Former IMF chief economist Olivier Blanchard, one of the first economists to warn about high inflation in the waning days of the pandemic, now says inflation can come down on its own because the shocks that kept inflation percolation in the 1970s seem absent today.

During the 1970s when inflation went higher, it set of a chain of events that led to ever-higher prices. Perhaps the clearest example is that many unions won concessions from management to have inflation factored into their annual pay gains. While this was good for the workers, it laid the groundwork for businesses to charge even higher prices These shifts came to be called “second-round effects.”

In a talk Friday at the IMF, Blanchard said he was pleasantly surprised that these second round effects seem absent.

“I was really worried about second-round effects – other prices and wages moving.
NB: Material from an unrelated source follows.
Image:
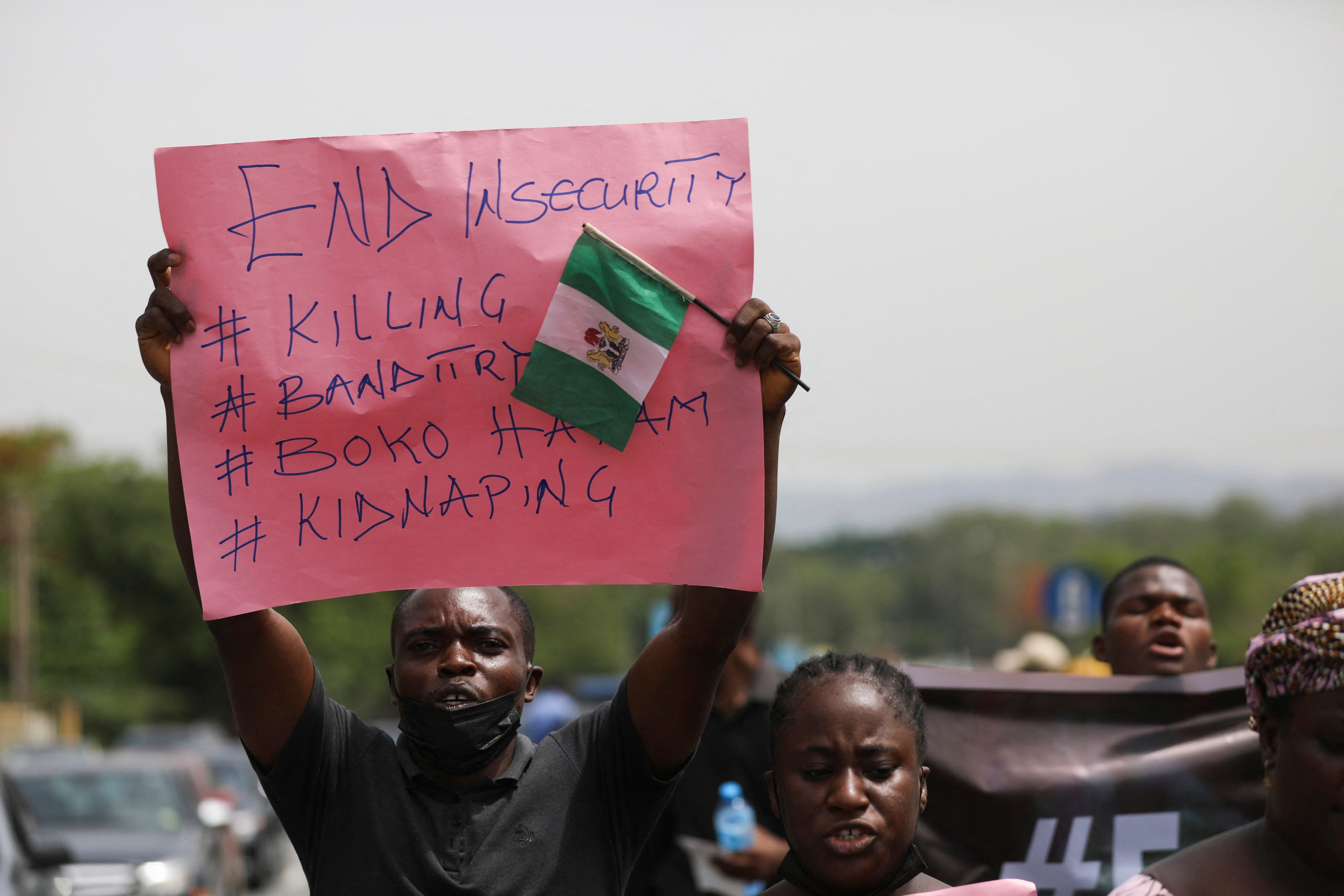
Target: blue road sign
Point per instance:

There has been nearly no second-round effect in the U.S.,” Blanchard said.

He said the lesson is that there was enough credibility at the Federal Reserve about medium-term inflation.

People seem to be saying ‘ok, inflation is there but it will not stay’,” Blanchard.

There will be more pressure on prices from the supply-side of the economy like oil price. He advised the Fed not to overreact to these price shifts by raising interest rates sharply.

Blanchard said he did predict the runaway inflation that occurred in the wake of the massive COVID-relief packages passed by Congress during the pandemic.

While he was right about the inflation, Blanchard said he was wrong about the reasons behind it.

Blanchard said he thought the federal government’s stimulus payments would lead to a spike in demand, which would lead to a low unemployment rate and enormous wage pressure.

But that’s not what has happened.

Instead of the labor market, inflation came from the price of basic goods, large increases in energy and food prices combined with shortages of other goods that led to price spikes.

Blanchard said the reason why commodity prices spiked is still an open question.

But more good news is that commodity prices have now stabilized and so the only engine left for price gains is the labor market.

“At the moment, the labor market is overheated so the Fed has to slow it down,” he said.

“Inflation is going to come down quite a bit on its own, but it will not come down to 2%,” he said.